Song of the Day 6/4: Roy Rogers, “Don’t Fence Me In”

Our Big Quivering President is furthering his image as an incompetent banana Republican dictator by installing more fencing around the House Painted White Because It’s Been Torched Before. The optics are terrible for him — the open plains such a foundational part of the American myth that even Cole Porter himself could write a classic cowboy song. No American hero would ever sing “Fence Me In.”

Though originally credited to Porter alone, the lyrics are based on a poem by Montana cowboy poet Bob Fletcher that Porter bought the rights to for $250. Porter wrote it in 1934 for a 20th Century Fox musical, “Adios, Argentina,” that never got made. It exploded into popularity ten years later. It started after Kate Smith sang it on her radio show. In short order it was recorded by everyone from Bing Crosby to Frank Sinatra, and Roy Rogers gave it a long overdue movie premiere in “Hollywood Canteen.”

Just by-the-by, one can see why “Adios, Argentina” never got made, given its harebrained plot. According to Robert Kimball in “The Complete Lyrics of Cole Porter,”

The plot concerned the decision of an orphan girl who had inherited a big cattle spread in Texas to ship her four polo-playing cowboy tutors East to challenge the winner of a polo match between teams from the United States and Argentina. At one point the cowhands, unable to find anyone to accept their challenge, were supposed to burst into song to express their loneliness for the life back on the ranch.

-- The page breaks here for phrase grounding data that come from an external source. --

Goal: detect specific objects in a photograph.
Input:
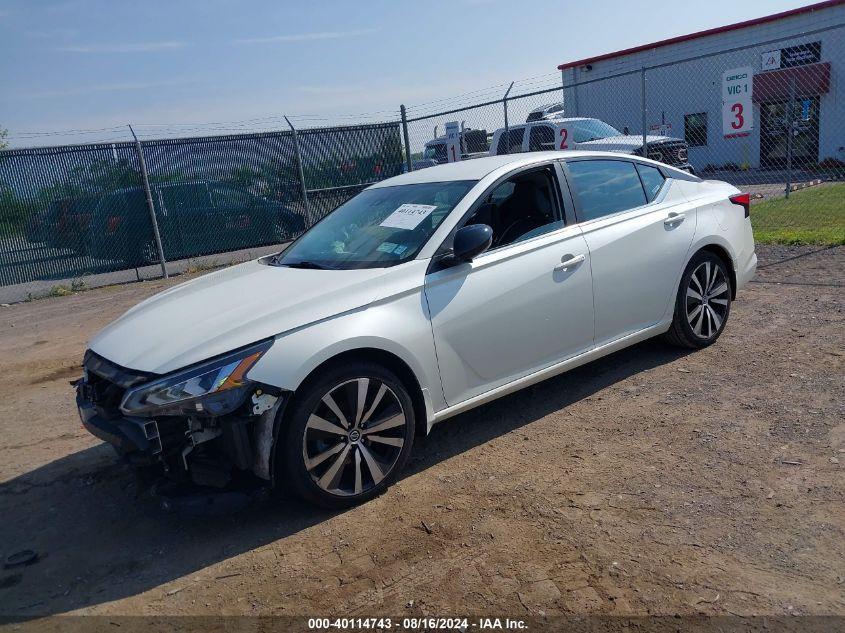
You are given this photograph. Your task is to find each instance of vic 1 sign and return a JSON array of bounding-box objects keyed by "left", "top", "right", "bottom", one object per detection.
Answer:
[
  {"left": 722, "top": 66, "right": 753, "bottom": 138},
  {"left": 445, "top": 121, "right": 461, "bottom": 163}
]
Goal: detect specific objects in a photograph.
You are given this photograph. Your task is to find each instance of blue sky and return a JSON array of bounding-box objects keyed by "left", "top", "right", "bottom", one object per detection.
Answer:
[{"left": 0, "top": 0, "right": 821, "bottom": 146}]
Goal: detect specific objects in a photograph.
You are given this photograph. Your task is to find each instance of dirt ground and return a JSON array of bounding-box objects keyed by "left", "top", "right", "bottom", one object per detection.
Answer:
[{"left": 0, "top": 244, "right": 843, "bottom": 622}]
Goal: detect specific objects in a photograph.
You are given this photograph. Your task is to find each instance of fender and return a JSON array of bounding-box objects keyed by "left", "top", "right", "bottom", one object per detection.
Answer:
[{"left": 247, "top": 290, "right": 444, "bottom": 428}]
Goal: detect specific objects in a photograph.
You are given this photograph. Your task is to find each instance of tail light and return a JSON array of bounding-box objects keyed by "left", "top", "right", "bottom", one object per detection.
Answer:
[
  {"left": 729, "top": 193, "right": 750, "bottom": 218},
  {"left": 106, "top": 215, "right": 122, "bottom": 234}
]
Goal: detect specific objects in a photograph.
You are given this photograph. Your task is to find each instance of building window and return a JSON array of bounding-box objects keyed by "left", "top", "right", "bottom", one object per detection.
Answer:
[{"left": 684, "top": 113, "right": 708, "bottom": 147}]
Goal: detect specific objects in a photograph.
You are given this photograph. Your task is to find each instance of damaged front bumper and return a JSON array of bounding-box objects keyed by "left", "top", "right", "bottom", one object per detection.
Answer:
[{"left": 76, "top": 351, "right": 286, "bottom": 488}]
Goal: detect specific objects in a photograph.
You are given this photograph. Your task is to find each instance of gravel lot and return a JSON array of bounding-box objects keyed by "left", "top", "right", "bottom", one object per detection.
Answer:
[{"left": 0, "top": 244, "right": 842, "bottom": 622}]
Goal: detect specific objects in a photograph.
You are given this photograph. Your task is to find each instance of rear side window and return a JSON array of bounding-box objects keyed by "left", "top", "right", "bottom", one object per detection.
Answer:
[
  {"left": 636, "top": 163, "right": 666, "bottom": 201},
  {"left": 528, "top": 125, "right": 555, "bottom": 151},
  {"left": 161, "top": 183, "right": 211, "bottom": 211},
  {"left": 97, "top": 192, "right": 128, "bottom": 217},
  {"left": 212, "top": 185, "right": 255, "bottom": 208},
  {"left": 567, "top": 160, "right": 647, "bottom": 221},
  {"left": 496, "top": 127, "right": 525, "bottom": 154}
]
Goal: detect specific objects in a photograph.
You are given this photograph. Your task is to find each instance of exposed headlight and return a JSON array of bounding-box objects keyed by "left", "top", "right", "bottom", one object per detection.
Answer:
[{"left": 120, "top": 339, "right": 273, "bottom": 416}]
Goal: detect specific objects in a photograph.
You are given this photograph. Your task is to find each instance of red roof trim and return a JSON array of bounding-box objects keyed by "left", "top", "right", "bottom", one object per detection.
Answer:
[{"left": 557, "top": 0, "right": 845, "bottom": 70}]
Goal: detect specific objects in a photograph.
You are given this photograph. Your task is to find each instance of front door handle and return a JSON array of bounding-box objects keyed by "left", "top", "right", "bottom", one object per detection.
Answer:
[
  {"left": 554, "top": 253, "right": 586, "bottom": 271},
  {"left": 664, "top": 212, "right": 685, "bottom": 226}
]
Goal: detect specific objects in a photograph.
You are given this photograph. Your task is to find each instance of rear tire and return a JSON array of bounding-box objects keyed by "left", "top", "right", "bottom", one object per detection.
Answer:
[
  {"left": 662, "top": 250, "right": 732, "bottom": 349},
  {"left": 277, "top": 361, "right": 415, "bottom": 509}
]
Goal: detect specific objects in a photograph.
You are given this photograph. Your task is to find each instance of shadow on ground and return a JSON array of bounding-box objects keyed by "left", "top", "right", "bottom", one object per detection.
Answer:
[{"left": 0, "top": 338, "right": 690, "bottom": 617}]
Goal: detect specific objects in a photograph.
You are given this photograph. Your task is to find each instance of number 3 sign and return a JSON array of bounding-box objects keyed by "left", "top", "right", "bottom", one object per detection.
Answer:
[{"left": 722, "top": 66, "right": 754, "bottom": 138}]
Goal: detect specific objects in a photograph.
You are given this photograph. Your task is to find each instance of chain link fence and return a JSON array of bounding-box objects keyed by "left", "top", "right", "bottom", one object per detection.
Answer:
[
  {"left": 1, "top": 20, "right": 842, "bottom": 300},
  {"left": 401, "top": 22, "right": 844, "bottom": 203},
  {"left": 0, "top": 122, "right": 401, "bottom": 299}
]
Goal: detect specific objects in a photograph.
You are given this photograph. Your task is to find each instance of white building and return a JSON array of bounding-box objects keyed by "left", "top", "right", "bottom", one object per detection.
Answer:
[{"left": 559, "top": 0, "right": 845, "bottom": 171}]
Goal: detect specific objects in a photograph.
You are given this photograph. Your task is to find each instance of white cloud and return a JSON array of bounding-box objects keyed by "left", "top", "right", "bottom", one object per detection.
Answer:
[
  {"left": 26, "top": 27, "right": 79, "bottom": 39},
  {"left": 295, "top": 85, "right": 365, "bottom": 95},
  {"left": 58, "top": 41, "right": 189, "bottom": 53},
  {"left": 234, "top": 28, "right": 378, "bottom": 45},
  {"left": 5, "top": 79, "right": 199, "bottom": 101}
]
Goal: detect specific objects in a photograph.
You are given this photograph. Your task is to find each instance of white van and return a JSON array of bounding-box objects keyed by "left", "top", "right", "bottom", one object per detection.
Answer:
[{"left": 489, "top": 117, "right": 694, "bottom": 173}]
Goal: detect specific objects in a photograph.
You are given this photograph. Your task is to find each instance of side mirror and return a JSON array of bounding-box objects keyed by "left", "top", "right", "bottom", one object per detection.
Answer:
[
  {"left": 452, "top": 224, "right": 493, "bottom": 262},
  {"left": 623, "top": 126, "right": 630, "bottom": 135}
]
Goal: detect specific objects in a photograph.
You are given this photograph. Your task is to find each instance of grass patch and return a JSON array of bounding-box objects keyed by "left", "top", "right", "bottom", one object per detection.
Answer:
[{"left": 751, "top": 183, "right": 845, "bottom": 246}]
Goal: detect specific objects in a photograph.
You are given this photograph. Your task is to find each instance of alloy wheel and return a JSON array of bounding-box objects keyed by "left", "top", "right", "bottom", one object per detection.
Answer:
[
  {"left": 302, "top": 378, "right": 407, "bottom": 497},
  {"left": 685, "top": 260, "right": 729, "bottom": 339}
]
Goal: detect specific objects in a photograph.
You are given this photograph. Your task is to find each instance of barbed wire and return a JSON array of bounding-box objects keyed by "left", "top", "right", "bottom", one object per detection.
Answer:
[{"left": 3, "top": 71, "right": 564, "bottom": 147}]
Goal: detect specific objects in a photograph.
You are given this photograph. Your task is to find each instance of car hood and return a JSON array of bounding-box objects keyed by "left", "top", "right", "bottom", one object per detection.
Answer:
[
  {"left": 577, "top": 134, "right": 680, "bottom": 150},
  {"left": 89, "top": 259, "right": 388, "bottom": 374}
]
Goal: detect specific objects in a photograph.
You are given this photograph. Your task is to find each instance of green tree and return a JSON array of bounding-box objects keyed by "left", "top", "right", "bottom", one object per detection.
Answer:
[
  {"left": 67, "top": 158, "right": 138, "bottom": 192},
  {"left": 227, "top": 166, "right": 262, "bottom": 189},
  {"left": 0, "top": 126, "right": 8, "bottom": 150}
]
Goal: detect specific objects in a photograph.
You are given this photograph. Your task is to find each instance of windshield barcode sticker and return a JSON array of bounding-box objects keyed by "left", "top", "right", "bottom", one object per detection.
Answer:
[{"left": 380, "top": 203, "right": 437, "bottom": 230}]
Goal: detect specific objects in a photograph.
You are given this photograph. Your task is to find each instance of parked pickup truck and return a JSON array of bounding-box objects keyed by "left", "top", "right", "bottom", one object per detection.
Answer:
[
  {"left": 422, "top": 128, "right": 490, "bottom": 165},
  {"left": 489, "top": 116, "right": 694, "bottom": 173},
  {"left": 86, "top": 181, "right": 305, "bottom": 266}
]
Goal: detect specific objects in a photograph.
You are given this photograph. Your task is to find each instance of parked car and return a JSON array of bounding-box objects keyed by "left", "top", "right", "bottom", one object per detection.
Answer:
[
  {"left": 422, "top": 128, "right": 490, "bottom": 164},
  {"left": 29, "top": 194, "right": 102, "bottom": 253},
  {"left": 86, "top": 181, "right": 305, "bottom": 265},
  {"left": 525, "top": 102, "right": 567, "bottom": 122},
  {"left": 490, "top": 116, "right": 694, "bottom": 173},
  {"left": 77, "top": 151, "right": 756, "bottom": 508}
]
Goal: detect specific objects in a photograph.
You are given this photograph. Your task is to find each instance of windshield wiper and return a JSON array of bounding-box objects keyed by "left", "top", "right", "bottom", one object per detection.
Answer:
[{"left": 279, "top": 260, "right": 331, "bottom": 270}]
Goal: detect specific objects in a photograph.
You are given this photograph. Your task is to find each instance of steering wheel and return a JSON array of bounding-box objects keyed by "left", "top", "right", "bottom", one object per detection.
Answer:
[{"left": 496, "top": 217, "right": 542, "bottom": 247}]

Hired presumably for his exceptional talent at writing songs with a distinct Latin flavor, Porter was also expected to write the cowboy song required by producer Lou Brock for this nostalgic moment in the film.

Brock was the connection with Fletcher, his friend who at the time an engineer employed by the state of Montana. Fletcher sent Brock his book of cowboy poems; Brock wrote back about his desire to have a song entitled “Don’t Fence Me In” in “Adios, Argentina.”

Fletcher promptly wrote a song, which Brock passed along to Porter, telling Fletcher that Porter is “one of our very best composers, who is rated as high as anyone on Broadway at the present time. Unlike most of the others, he also writes his own lyrics and does not as a rule have anyone collaborating with him. However, he was very much interested in your stuff, and what kind of a deal I can work out with him I do not know as these are matters to press somewhat delicately with a man of his standing.”